How to Write a Haiku

Details confuse me,

so when I see a rose,

although I do not know

its pedigree, I write down “rose.”

And when I cut it,

I do not know whether

I should cut it on a slant

or straight, or under water twice,

so I write down “cut.”

And when I put it in a vase,

I do not know whether it is raku

or glaze, or, perhaps good plastic,

so I write down “vase.”

and when I see two red leaves

on the earth beside the rose bush,

I do not know from which tree

they have fallen

so I write down “red leaves.”

And as I set the vase

and the leaves on the table,

I write down

 

rose just cut

beside the vase

two red leaves

 

And although I do not know

the details of what I have just done,

the sadness of it all

cracks my heart open.

 

To return to Neruda’s poem, maybe I’ll try to answer those questions, the ones Neruda poses. It takes the heart of a poet to see the rose as both naked and fully dressed, to feel passionate about its beauty, and its thorns. It takes the muscles of a poet to know when to conceal one’s roots, or the strength behind one’s poetry, to know when to whisper rather than shout. And it takes the mind of the poet to think imaginatively of things as abstract as a thieving automobile, or what regrets an automobile might have. All of these belong in haiku, at the right times.

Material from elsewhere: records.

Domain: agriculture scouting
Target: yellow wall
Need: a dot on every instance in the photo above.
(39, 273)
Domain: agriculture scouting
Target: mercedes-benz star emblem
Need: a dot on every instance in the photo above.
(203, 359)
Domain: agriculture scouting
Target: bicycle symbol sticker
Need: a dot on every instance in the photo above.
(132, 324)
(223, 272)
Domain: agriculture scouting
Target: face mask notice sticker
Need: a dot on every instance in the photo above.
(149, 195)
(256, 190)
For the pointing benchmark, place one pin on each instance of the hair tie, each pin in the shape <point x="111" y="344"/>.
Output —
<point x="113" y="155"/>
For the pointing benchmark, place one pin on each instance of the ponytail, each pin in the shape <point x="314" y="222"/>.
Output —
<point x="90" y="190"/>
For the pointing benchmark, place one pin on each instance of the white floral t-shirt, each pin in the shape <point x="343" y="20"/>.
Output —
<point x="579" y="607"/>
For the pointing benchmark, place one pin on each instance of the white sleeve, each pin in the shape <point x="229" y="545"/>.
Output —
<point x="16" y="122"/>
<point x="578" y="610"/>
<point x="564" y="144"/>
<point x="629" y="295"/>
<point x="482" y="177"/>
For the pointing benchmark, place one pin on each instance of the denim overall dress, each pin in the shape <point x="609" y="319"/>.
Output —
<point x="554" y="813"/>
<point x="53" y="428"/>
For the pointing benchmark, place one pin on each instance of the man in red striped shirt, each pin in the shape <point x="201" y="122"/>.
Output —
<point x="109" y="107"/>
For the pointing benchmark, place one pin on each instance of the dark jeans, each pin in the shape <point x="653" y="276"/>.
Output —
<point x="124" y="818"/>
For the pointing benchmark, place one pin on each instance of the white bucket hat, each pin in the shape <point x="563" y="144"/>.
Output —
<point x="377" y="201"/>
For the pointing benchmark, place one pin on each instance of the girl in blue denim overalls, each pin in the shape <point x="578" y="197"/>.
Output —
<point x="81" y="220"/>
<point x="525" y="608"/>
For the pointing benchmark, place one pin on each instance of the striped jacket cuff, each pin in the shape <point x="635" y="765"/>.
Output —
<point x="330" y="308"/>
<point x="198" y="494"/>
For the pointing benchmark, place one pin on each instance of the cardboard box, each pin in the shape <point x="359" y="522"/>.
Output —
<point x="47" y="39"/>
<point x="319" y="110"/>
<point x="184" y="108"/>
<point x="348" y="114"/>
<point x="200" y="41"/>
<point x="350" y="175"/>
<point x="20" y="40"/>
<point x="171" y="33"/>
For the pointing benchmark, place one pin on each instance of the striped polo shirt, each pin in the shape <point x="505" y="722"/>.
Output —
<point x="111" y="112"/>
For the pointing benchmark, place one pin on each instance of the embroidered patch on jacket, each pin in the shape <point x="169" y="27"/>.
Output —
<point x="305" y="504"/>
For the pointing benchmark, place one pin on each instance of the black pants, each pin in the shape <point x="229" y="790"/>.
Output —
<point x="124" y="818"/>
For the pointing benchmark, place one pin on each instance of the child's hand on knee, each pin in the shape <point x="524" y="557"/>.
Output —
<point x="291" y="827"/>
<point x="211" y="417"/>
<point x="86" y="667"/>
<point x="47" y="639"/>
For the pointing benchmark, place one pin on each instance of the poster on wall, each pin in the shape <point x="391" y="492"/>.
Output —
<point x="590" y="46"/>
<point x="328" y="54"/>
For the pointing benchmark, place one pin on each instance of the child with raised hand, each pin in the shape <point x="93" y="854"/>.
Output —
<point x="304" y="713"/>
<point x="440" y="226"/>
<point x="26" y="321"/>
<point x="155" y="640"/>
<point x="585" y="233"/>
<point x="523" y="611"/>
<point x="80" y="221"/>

        And is there anything in the world sadder than a train standing in the rain? Perhaps so. Perhaps what is sadder is when a person is able to write and share haiku but is unable to do so—or worse yet, chooses not to. We are better off when we share our haiku with one another. If any other haiku poets are like me, they ache every day, with every haiku they read, to have their hearts cracked open.